Responding vs Reacting
Recently, I was sitting outside a hair salon, waiting for my stylist to come and get me for a haircut that was about 5 months overdue. On the other side of the front door was another bench where a mother and 4 year-old little girl were sitting. The mother didn't want her daughter to wear a mask so the stylist was going to cut the little girl's hair outside on the bench. As the stylist began to cut the back of the little girl's shoulder-length brown hair, the little girl jerked causing the scissors to cut it a little shorter in the back than the mother envisioned.
Upon seeing the cut-out of her daughter's hair, the mother began to cry hysterically. "Oh, My God! Now what are we going to do? She is having her picture taken in a few days. How can we fix this? It looks awful. Oh, it's all my fault." The mother's reaction to a little slip of the scissors, due to no fault of the stylist, was shocking to say the least. And only a small section in the back of her head had been cut a couple of inches.
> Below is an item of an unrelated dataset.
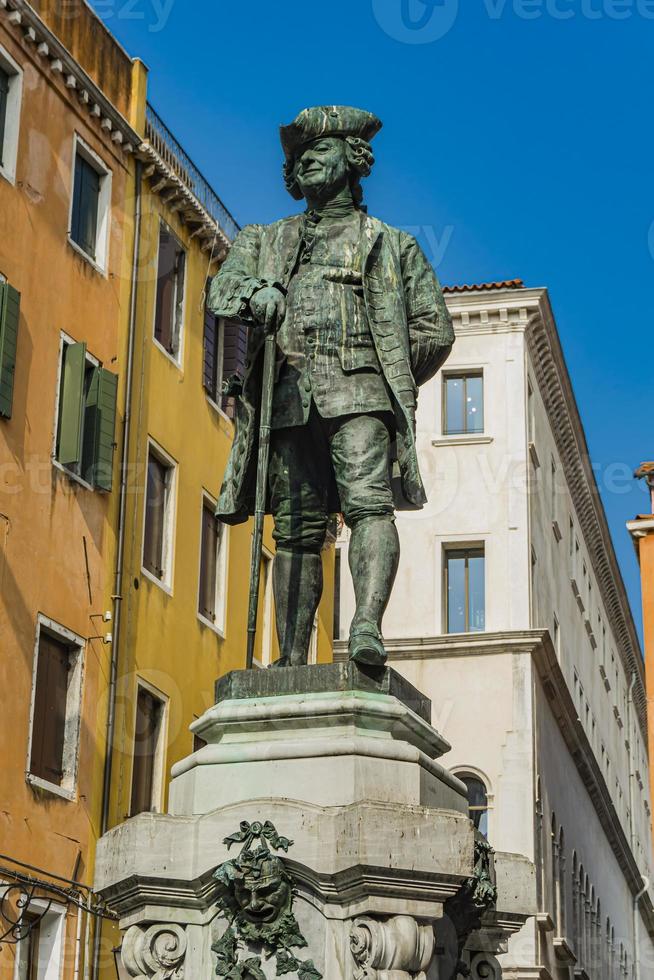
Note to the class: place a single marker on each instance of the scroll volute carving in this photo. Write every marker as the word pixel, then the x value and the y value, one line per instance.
pixel 398 949
pixel 155 953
In a fit of desperation, the little girl was whisked away into the salon like she was going to an operating room. The mother thought that wetting the hair might help them better salvage this apparent catastrophe. Interestingly, I saw her as they were walking out of the salon and it was exactly the style I am working towards. It was a little too adult-looking for a four-year old but it was a nice cut.
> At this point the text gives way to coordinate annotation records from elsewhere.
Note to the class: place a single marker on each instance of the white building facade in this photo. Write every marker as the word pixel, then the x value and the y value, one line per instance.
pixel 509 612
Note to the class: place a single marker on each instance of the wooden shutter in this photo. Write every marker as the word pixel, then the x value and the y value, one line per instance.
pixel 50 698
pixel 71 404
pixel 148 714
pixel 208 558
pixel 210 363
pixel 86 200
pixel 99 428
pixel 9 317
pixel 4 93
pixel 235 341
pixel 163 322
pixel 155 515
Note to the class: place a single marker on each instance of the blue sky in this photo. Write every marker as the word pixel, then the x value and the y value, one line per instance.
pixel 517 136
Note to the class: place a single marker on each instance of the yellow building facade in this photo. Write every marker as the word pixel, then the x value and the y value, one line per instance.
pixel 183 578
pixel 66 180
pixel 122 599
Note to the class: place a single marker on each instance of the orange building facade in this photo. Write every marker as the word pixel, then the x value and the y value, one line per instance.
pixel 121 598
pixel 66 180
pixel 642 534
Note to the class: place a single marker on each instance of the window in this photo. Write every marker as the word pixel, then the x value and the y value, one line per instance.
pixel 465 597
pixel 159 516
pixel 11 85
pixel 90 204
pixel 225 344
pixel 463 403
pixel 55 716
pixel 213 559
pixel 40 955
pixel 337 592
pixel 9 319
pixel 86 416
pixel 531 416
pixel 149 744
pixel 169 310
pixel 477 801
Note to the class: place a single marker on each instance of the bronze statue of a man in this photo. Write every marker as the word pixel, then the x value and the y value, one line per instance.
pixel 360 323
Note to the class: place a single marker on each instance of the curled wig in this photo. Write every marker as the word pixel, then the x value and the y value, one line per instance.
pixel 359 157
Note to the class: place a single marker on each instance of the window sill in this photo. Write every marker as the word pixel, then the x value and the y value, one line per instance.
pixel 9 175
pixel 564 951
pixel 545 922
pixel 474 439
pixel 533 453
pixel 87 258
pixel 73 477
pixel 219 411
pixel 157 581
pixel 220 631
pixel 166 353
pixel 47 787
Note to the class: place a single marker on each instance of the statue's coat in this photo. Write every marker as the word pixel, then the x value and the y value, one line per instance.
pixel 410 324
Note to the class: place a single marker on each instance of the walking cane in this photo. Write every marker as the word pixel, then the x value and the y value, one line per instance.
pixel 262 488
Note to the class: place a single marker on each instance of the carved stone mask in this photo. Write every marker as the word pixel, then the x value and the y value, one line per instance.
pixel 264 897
As I waited for my stylist to come get me, I thought about all the messages the mother had likely sent to her daughter, unintentionally, of course.
"My appearance is very important. If it isn't perfect, something will be very wrong."
"Mommy needs me to look a certain way. If I don't look the way she wants, it will make her very upset."
"When something doesn't go the way I want, it is okay to cry and act out of control. There is a right way and a wrong way."
"If you don't do something right, you should be very mad at yourself."
I also wondered to myself if the current state of affairs in our country has caused people to become that reactionary. I later learned that the mother had a reputation with the salon of being difficult so I took a little comfort in the knowledge that maybe the whole world hadn't gone completely crazy.
Nevertheless, the fact is, we are living in a reactionary time. I see it in myself, other people and certainly on the news. How many of us react with anger and sometimes disgust when we see a Facebook post or something on the news that the "other side" has put forth? I know more than a few people, mostly men, who yell at their television sets. Women are probably more likely to go to the refrigerator. Well, for that matter, men do too. It is called, "stuffing it" -- stuffing the feelings you don't know what to do with.
Even people like Bette Midler and Ruth Bader Ginsburg, both of whom I respect, have been known to react inappropriately. Self control is something many people are struggling with during these turbulent times. Tempers are short and feelings come out in all kinds of ways, often onto the people we care about most.
When we react without thinking of the consequences of our words and actions, we are usually coming from a place of fear and anger. Not much good comes from that. We upset ourselves and those around us. A reaction typically provokes more reactions.
A response, on the other hand, is thought out, calm and nonthreatening. Although it takes a certain amount of restraint to respond instead of react, it usually elicits a totally different response from the other person and we don't have to clean up the mess we made by flying off the handle.
The next time you find yourself on the verge of reacting, here are some questions to ask yourself that may help you respond in a more constructive way.
What is my primary objective in this situation?
Am I sure that what I think I am angry at is the true source of my anger or is it misdirected?
Is blowing off steam at another person going to make me feel better for more than a few seconds?
How can I say what is true for me without attacking another person?
Would I be better to not respond at all? Again, what is my objective?
What can I tell myself and/or do when I have an internal reaction of fear or anger to make myself feel better?